[Edu-sig] Python @ Education: What are your problems?

Guido van Rossum guido@python.org
Thu, 30 May 2002 11:48:18 -0400


> In the handbook we insist they use the Shell only once (for the
> ``hello world'' program). Perhaps we should have them use it for a
> little longer.

The standard tutorial uses the Python shell extensively, to show how
various language constructs work.  Maybe you can borrow from there.

> Interestingly, the experienced UNIX users and more advanced
> programmers (not generally the same people as very few students come
> knowing, for example, C, but Visual Basic is common), do tend to use
> the Shell more when debugging the more substantial problems.

Makes sense -- interactive debugging is a very powerful tool.

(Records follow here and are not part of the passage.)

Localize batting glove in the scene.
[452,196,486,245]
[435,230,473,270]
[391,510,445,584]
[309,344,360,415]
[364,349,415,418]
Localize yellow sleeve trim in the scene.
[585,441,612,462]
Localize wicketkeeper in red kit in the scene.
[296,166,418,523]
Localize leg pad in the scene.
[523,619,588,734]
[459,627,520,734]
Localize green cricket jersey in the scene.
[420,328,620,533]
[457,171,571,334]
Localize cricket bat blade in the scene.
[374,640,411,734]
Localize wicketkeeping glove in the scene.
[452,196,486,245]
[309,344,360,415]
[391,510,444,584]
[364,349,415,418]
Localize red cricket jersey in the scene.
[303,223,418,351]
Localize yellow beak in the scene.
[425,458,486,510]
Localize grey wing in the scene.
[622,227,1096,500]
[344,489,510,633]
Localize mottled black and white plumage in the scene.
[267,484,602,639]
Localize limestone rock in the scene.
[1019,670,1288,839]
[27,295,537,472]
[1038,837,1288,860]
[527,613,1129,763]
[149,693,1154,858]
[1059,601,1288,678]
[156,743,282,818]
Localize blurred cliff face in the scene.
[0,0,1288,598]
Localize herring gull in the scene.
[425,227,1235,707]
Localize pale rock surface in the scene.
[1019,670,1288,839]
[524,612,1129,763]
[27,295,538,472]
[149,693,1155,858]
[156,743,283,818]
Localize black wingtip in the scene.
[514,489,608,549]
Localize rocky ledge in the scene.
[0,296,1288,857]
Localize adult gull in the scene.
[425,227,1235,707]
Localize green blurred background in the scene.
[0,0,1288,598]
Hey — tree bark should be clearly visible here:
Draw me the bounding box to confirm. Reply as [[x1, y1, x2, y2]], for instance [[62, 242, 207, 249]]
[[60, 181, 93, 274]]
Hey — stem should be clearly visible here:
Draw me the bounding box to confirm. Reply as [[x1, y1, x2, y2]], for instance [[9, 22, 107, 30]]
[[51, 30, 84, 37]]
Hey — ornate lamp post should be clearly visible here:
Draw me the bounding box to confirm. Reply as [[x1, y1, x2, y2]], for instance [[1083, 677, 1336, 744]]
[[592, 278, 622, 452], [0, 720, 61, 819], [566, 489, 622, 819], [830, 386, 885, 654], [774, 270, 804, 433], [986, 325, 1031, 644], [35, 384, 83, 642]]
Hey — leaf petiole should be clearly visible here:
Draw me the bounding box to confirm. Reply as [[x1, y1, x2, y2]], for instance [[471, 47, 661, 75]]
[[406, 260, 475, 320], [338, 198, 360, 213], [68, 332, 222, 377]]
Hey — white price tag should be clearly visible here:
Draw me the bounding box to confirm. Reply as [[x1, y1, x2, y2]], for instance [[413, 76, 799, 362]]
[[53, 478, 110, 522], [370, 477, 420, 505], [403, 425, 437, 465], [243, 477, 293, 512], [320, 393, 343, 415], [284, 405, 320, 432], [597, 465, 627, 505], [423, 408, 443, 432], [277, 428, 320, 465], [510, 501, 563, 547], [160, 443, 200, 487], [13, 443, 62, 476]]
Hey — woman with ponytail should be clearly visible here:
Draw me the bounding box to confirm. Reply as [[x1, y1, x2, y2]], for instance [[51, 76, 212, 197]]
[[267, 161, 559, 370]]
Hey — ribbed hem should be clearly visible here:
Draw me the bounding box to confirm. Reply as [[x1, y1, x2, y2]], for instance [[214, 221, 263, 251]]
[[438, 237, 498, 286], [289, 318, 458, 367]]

> > Maybe we should add a file method
> > 
> >     f.printf("format string", args)
> 
> How about a file method f.print(arbitrary comma separated variables)
> that works in the same way as print? 

Alas, print is a keyword and can't be reused as a method name.

> > and a built-in function
> > 
> >     printf("format string", args)
> >
> > and deprecate the print statement???
> 
> Deprecating the print statement is, I think, an unecessarily big change
> to the language. This trivial method of writing, that does all sorts of
> voodoo to format intelligently is one of Python's strongest features.

Ah, I must've suffered from temporary memory loss!  In Python 2.0 and
later you can use the print statement to write to a file, using

    print >>f, var, var, ...

So forget about my suggestion of adding printf().